Bunpō kanga 文鳳漢画
文鳳漢画
- Date:
- 1803
- Medium:
- Woodblock-printed illustrated book
- Source:
- British Museum
Description
Bunpō kanga (文鳳漢画), held by the British Museum and dated 1803, is one of Kawamura Bunpō's earliest illustrated books and his most explicit engagement with the kanga (漢画, Chinese-style) tradition that ran alongside his more characteristic Maruyama-Shijō practice. Kanga in late-Edo Kyoto referred to the broad family of Chinese-derived painting modes — including Nanga literati landscape and the older Kano school styles — that valued ink-driven brushwork, calibrated line, and references to classical Chinese subjects and compositional formulas. Bunpō, trained in the Shijō lineage descending from Maruyama Ōkyo and Matsumura Goshun, used Bunpō kanga to demonstrate his command of the kanga register and to provide students and amateurs with a printed reference for working in the Chinese manner.
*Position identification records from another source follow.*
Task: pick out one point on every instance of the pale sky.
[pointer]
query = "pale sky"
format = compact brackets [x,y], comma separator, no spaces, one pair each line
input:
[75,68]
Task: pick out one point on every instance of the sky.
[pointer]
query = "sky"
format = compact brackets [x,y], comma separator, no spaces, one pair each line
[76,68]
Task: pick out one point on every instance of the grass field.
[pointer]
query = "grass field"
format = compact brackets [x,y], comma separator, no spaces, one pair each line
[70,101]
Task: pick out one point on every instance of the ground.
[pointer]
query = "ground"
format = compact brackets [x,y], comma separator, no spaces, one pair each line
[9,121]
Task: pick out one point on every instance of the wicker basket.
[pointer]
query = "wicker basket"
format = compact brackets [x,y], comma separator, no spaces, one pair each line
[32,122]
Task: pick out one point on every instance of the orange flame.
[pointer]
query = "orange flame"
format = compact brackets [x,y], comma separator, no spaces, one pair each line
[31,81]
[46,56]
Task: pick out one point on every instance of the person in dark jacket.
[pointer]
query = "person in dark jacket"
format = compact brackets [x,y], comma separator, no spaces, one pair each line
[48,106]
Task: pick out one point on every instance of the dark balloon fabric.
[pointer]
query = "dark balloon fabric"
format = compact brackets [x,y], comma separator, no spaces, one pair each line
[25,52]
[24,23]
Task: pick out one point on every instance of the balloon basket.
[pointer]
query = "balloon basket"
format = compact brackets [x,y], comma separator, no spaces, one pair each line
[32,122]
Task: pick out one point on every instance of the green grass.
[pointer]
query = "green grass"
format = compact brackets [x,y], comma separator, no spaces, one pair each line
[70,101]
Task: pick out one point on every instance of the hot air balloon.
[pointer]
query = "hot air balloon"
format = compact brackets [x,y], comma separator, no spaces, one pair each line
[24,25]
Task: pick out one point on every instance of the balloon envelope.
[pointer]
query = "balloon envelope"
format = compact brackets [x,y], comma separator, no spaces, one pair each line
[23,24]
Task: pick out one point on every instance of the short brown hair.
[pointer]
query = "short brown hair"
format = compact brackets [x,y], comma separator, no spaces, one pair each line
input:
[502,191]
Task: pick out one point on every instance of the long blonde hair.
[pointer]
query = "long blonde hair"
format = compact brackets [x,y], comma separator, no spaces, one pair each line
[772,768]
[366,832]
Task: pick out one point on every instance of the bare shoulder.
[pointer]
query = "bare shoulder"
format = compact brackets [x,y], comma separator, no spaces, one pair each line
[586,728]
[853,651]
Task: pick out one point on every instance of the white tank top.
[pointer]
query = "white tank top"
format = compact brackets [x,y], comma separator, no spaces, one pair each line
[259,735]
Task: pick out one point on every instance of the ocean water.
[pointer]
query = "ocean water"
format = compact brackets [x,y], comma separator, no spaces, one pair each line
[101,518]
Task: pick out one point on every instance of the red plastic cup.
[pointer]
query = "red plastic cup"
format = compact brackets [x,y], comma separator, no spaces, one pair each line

Each opening presents a single brushed figure, landscape, or plant motif drawn from the kanga repertoire, rendered in woodblock with restrained ink tone and minimal color to keep the emphasis on line. The British Museum catalogues the volume within its Japanese illustrated book holdings, where Bunpō kanga functions as an early-career marker of Kawamura Bunpō's range and as evidence of the broad pedagogical project he pursued through e-hon: not just the Maruyama-Shijō manner of his teachers but the wider painting culture of Kyoto rendered accessible through the printed page.